Fiktionale Dramaturgie ist eine Methode der Wahrnehmung und Darstellung von Wirklichkeit

Fiktionale Dramaturgie ist eine bestimmte Methode der Wahrnehmung und der Darstellung von Wirklichkeit. Die Realität ist zwar nicht immer so wie in der Fiktion. Aber ziemlich oft. Das hat seinen Grund darin, dass Fiktion die Verdichtung von Realität ist. Fiktion ist Mimesis, die Nachahmung von Realität. Zwischen der realen Welt und der fiktiven Welt besteht eine „Strukturhomologie“. Deshalb kann man die Werkzeuge der fiktionalen Dramaturgie auf die Realität anwenden: Sie beschreibt die Prozesse, Beziehungen, Dynamiken und Entwicklungen, aus den Realität entsteht, und macht sie anwendbar, sowohl fiktional als auch non-fiktional.

Professionelles Storytelling ist eine Methode der Content-Entwicklung

Wendet man die Werkzeuge und Arbeitsmethoden der fiktionalen Dramaturgie konsequent an, dann wird Storytelling zu einer umfassenden Methode der Entwicklung von Inhalten:

Storytelling ist eine Methode der Content-Entwicklung.

Mit ihr kann man zielgerichtet interessante und relevante Themen finden, das Storypotenzial von vorhandenen Themen einschätzen, fokussiert und effizient recherchieren, Sinn- und Bedeutungszusammenhänge besser her- und darstellen, tiefgreifendere Erkenntnisse über Themen und Menschen gewinnen, relevante von irrelevanten Informationen unterscheiden und Inhalte so entwickeln und gestalten, dass das Interesse des Publikums geweckt, gesteigert und befriedigt wird.

Mittels Professionellem Storytelling wird Abstraktes konkret, Sachliches lebendig und Komplexes einfach.
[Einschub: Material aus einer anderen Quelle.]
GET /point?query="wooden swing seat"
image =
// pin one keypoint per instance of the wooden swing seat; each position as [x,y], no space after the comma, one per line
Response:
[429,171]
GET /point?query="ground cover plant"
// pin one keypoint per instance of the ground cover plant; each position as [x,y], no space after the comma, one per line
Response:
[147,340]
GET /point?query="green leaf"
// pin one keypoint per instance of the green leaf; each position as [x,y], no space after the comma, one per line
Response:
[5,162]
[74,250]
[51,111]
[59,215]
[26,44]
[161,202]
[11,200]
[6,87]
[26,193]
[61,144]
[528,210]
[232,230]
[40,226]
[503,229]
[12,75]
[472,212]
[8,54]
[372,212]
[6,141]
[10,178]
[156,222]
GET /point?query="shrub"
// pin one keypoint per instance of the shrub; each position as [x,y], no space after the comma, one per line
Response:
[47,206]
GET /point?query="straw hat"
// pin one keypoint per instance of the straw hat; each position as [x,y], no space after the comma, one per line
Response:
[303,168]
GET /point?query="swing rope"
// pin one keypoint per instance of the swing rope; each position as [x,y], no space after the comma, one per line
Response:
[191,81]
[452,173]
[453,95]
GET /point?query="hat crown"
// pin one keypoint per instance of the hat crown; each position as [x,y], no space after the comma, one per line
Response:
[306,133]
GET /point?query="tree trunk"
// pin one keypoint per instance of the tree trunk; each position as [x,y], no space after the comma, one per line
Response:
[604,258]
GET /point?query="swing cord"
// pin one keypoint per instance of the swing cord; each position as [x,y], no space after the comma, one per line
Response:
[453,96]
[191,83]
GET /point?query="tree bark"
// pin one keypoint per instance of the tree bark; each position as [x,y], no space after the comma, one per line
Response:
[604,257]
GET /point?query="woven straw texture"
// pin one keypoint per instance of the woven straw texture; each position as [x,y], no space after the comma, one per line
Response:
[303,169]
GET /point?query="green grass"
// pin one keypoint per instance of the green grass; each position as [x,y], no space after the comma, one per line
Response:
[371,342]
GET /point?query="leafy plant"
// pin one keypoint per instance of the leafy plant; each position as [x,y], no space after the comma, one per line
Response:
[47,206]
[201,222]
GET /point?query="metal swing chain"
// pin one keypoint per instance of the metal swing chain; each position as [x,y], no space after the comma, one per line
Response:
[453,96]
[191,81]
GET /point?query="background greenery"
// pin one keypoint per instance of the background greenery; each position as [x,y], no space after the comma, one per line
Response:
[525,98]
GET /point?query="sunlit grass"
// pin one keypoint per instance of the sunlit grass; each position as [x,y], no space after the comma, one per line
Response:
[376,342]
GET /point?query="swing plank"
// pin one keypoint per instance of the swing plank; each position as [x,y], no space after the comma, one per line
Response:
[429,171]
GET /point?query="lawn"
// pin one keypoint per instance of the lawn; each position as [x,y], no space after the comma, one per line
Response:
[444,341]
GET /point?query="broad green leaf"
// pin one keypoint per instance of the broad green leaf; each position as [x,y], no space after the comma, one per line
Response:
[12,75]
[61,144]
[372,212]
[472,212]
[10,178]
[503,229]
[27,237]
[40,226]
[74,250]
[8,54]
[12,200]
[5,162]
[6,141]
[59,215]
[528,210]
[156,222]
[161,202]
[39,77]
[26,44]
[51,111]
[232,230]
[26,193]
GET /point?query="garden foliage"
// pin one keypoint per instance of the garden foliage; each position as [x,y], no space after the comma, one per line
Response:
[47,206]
Es erreicht das Publikum nicht nur auf der kognitiven, sondern auch auf der emotionalen Ebene. Dadurch sind Informationen besser erinnerbar.

Wie funktioniert das?

Storytelling als dramaturgische Fragetechnik

Die Werkzeuge der fiktionalen Dramaturgie lassen sich als ausdifferenzierter Fragekatalog darstellen. Dessen Fragen können in fiktionalen genauso wie in non-fiktionalen Projekten angewendet werden und gehen beispielsweise im Journalismus weit über die klassischen W-Fragen hinaus.
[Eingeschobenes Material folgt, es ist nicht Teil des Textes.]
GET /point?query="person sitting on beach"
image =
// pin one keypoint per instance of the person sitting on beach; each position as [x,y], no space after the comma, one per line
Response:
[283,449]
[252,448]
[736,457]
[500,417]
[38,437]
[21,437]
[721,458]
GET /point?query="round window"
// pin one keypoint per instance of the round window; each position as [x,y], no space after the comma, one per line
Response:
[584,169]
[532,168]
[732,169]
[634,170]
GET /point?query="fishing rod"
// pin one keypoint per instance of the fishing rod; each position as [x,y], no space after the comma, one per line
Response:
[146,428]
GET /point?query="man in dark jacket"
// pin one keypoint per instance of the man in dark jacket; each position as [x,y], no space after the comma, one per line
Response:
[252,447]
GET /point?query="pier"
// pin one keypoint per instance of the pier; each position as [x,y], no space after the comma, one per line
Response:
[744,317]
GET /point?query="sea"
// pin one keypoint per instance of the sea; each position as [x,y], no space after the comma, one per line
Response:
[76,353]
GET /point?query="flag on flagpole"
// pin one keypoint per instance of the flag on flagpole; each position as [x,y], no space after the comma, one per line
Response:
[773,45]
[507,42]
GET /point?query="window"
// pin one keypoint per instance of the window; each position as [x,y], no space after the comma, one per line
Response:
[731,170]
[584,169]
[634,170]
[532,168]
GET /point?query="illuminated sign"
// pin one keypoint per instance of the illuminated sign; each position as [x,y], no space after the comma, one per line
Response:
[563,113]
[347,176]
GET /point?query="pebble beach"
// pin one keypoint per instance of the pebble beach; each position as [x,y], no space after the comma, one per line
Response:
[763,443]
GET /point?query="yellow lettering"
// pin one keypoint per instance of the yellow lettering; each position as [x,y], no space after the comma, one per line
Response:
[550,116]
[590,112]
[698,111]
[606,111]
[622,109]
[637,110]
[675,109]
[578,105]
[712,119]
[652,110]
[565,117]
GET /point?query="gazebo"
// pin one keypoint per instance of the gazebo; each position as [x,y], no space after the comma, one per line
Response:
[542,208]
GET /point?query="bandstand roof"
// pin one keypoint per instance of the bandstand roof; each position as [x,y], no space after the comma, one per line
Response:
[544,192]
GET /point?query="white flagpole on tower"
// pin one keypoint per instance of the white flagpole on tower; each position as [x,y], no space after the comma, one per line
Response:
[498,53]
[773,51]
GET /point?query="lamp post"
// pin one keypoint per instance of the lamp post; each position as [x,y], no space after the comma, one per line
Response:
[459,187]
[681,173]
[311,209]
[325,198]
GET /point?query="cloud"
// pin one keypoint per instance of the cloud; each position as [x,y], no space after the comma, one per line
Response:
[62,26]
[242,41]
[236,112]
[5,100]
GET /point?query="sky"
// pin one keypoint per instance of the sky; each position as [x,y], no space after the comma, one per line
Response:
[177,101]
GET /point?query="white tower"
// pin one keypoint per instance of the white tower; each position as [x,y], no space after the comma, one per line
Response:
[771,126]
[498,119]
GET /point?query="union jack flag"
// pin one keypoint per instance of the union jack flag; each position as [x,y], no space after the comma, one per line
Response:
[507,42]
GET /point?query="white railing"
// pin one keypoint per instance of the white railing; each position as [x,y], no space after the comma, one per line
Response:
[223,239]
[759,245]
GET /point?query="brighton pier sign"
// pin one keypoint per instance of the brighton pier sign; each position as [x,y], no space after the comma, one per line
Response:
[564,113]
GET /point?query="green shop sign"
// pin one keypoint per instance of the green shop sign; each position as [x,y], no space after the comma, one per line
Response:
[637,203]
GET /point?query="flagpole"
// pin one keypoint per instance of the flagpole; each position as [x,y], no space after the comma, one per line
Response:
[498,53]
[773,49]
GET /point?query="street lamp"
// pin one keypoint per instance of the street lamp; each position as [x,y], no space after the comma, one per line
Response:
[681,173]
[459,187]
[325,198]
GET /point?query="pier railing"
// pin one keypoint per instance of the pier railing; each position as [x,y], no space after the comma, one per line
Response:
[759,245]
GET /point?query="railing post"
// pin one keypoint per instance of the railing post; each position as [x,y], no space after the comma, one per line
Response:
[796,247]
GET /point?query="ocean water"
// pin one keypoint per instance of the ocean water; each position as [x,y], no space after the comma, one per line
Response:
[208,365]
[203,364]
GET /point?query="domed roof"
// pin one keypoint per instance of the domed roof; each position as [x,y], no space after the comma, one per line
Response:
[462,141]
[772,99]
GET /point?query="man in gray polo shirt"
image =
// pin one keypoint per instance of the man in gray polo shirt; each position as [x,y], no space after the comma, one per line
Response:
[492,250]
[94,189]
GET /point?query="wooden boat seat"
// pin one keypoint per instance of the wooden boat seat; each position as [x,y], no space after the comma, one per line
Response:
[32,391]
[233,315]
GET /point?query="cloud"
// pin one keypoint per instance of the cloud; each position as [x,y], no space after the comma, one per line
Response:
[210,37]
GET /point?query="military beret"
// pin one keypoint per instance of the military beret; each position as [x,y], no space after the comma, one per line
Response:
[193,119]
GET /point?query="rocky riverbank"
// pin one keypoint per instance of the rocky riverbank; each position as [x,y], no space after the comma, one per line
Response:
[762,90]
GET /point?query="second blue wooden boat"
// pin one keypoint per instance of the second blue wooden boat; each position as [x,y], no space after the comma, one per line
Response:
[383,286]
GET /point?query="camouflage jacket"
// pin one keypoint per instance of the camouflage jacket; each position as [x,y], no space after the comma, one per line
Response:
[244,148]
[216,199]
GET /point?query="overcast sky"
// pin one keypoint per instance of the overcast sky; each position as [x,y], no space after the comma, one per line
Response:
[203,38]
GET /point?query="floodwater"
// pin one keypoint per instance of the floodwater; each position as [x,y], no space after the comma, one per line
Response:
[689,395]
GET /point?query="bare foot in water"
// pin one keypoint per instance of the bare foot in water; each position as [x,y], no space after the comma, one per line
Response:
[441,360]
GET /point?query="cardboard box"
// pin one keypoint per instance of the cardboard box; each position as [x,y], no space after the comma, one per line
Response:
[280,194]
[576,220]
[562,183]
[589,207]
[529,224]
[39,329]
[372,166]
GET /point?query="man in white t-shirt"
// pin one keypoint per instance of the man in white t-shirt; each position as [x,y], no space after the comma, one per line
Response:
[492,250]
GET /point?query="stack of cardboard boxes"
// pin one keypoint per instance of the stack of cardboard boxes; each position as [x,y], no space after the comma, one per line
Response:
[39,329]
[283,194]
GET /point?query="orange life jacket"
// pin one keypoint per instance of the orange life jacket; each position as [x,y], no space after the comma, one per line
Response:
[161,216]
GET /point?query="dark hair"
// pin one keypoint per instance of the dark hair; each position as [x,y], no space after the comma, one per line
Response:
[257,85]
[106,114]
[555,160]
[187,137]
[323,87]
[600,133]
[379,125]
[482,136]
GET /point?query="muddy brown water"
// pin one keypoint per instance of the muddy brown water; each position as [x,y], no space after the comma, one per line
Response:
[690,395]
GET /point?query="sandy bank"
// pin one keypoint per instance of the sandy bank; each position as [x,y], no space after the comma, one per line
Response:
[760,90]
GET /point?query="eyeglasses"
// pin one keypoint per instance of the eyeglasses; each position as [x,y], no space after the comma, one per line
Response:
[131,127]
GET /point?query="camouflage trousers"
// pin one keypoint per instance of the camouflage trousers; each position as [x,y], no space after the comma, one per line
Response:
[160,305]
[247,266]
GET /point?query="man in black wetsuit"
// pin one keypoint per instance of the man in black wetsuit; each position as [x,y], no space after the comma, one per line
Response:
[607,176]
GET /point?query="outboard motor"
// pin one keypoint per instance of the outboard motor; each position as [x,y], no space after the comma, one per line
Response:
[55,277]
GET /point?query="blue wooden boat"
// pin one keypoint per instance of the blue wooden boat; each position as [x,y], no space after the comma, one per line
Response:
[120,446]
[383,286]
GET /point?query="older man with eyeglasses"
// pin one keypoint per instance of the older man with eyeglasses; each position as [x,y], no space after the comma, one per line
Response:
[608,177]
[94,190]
Der Unterschied zwischen fiktionalem Arbeiten und non-fiktionalem Arbeiten mit diesen Fragen ist: Fiktionale Autorinnen und Autoren müssen die Antworten auf sie erfinden, non-fiktionale Autorinnen und Autoren müssen sie finden, irgendwo in der Realität. Im Fiktionalen müssen alle Fragen beantwortet werden, im Non-Fiktionalen kann es sein, dass es auf einige Fragen keine Antworten gibt.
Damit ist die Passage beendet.